Learn more about our work in Dallas.
A video produced by [bc] Media Associate Craig Weflen highlights the Dallas Public Library's Homeless Engagement efforts.
On May 11, the Dallas Public Library asked attendees at a community forum on homeless engagement to reconsider their definition of community. Who are downtown Dallas' community members?
When asked to provide a strategy for building community between the homeless and the housed in Dallas, [bc] Founding Director Brent Brown added a similar sentiment: "Say 'hi' to people, and mean it."
When an everyday office worker walks down the streets of downtown Dallas, do they consider the homeless one of them? For the Dallas Public Library, the answer is clear: homeless people, as much as any other patron, are full community members in downtown Dallas.
Moderated by StreetView podcast host Rashad Dickerson, various community organizations discussed the role of the homeless in downtown Dallas during the forum and how to engage the homeless population through social services, the built environment and art. Panelists included the Metro Dallas Homeless Alliance, Willie Baronet of WE ARE ALL HOMELESS, and [bc] Founding Director Brent Brown.

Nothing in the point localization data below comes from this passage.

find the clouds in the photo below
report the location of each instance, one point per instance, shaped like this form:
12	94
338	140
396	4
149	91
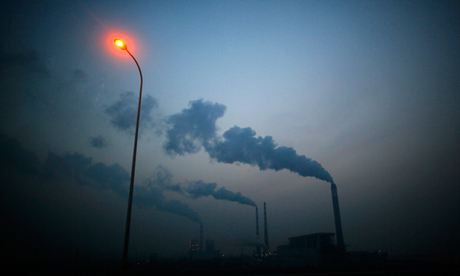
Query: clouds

"The physicality [of the city] is driven by economic considerations first rather than human considerations," said Brown.
Brown cited the lack of public toilets in downtown Dallas and the interactions that local homeless community members have with the [bc] office in downtown Dallas as examples of how the homeless community negotiates this physicality, while acknowledging the need for more comprehensive social services as well as the role of the Dallas Public Library in engaging the city's homeless.
The Metro Dallas Homeless Alliance provided a strategic plan for further engaging homeless populations in Dallas and significantly reducing homelessness. Another highlight of the panel included an activity by artist Willie Baronet in which participants were asked to hold up signs created by homeless people around the country and imagine their lives: Were they old or young? Were they men or women? Why did they choose to own a pet, if it was referenced on the sign? These questions sparked lively dialogue about community perceptions of the homeless in multiple contexts. Baronet also emphasized the importance of respecting a homeless person's humanity by physically acknowledging their presence.
Other ways that [bc] has previously engaged with the Dallas homeless community include the 5750 art installations and the making of a permanent supportive housing community known as the Cottages as Hickory Crossing.